The top holdings of each are interesting as well for the purposes of our analysis.
- · PEP (#2)
- · CLX(#3)
- · GIS (#4)
- · CPB (#7)
- · KMB (#12)
- · GIS (#3)
- · PEP (#11)
- · KMB(#12)
Since the start of the year, the performance of a number of consumer staples names has been highly correlated to the performance of these low volatility ETFs and, by extension, the VIX. No doubt, the associated money flows into these ETF's have been partly responsible for the significant outperformance of names such as CLX, GIS, CPB and KMB.

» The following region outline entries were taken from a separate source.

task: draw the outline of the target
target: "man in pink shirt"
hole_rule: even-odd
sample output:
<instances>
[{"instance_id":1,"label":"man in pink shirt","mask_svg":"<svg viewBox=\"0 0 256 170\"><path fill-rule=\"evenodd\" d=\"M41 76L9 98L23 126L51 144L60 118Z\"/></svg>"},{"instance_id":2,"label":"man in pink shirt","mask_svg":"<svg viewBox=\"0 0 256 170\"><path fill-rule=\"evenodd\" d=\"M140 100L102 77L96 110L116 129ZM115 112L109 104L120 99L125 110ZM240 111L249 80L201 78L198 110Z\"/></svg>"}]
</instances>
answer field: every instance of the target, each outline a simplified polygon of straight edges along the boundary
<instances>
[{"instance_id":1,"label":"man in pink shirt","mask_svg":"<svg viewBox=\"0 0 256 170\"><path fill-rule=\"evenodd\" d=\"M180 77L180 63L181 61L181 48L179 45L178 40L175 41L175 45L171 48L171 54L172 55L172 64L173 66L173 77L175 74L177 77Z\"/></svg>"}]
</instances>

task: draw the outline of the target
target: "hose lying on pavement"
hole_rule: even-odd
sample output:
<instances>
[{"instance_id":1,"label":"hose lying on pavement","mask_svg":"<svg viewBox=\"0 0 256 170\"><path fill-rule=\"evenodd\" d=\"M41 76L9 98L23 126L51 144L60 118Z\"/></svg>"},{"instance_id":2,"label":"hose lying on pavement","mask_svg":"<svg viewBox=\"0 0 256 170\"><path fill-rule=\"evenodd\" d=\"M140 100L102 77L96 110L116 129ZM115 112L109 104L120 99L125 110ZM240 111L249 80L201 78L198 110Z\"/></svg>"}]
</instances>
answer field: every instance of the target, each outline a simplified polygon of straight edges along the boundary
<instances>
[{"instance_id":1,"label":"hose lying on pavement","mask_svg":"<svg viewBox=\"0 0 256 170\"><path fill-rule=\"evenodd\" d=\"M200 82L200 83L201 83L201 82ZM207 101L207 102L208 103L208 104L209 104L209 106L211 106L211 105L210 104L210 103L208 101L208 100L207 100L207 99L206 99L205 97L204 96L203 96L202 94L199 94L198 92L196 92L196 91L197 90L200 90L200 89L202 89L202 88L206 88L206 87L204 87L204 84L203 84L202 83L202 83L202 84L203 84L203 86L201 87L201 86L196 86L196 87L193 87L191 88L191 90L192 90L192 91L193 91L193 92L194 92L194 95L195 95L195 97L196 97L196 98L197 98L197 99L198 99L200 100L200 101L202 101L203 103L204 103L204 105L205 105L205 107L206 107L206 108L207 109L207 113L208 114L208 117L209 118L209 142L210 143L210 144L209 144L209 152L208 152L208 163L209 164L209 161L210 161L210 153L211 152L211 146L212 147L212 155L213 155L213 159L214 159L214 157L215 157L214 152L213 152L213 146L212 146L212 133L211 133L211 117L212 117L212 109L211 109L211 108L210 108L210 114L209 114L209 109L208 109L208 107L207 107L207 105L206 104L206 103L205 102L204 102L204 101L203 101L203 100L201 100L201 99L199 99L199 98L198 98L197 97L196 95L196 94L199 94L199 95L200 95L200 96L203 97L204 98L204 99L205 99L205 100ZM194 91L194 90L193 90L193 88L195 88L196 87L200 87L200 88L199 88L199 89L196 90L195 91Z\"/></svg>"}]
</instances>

We offer this analysis as another data point to suggest that something other than business fundamentals are driving the share prices of these companies and that someone (or something) other than fundamental investors are buying them. It's hard to fight these kind of moves, but it will end, and when it does dedicated staples investors will be left with names that have far outstripped any reasonable valuation metric.
Unfortunately, we don't know when this will end, but perversely, these ETFs are now likely faultily constructed, as these names at these levels don't represent (to us at least) "low volatility". At some point, the long-term betas used in the construction of these ETFs will catch up to the reality of the recent move.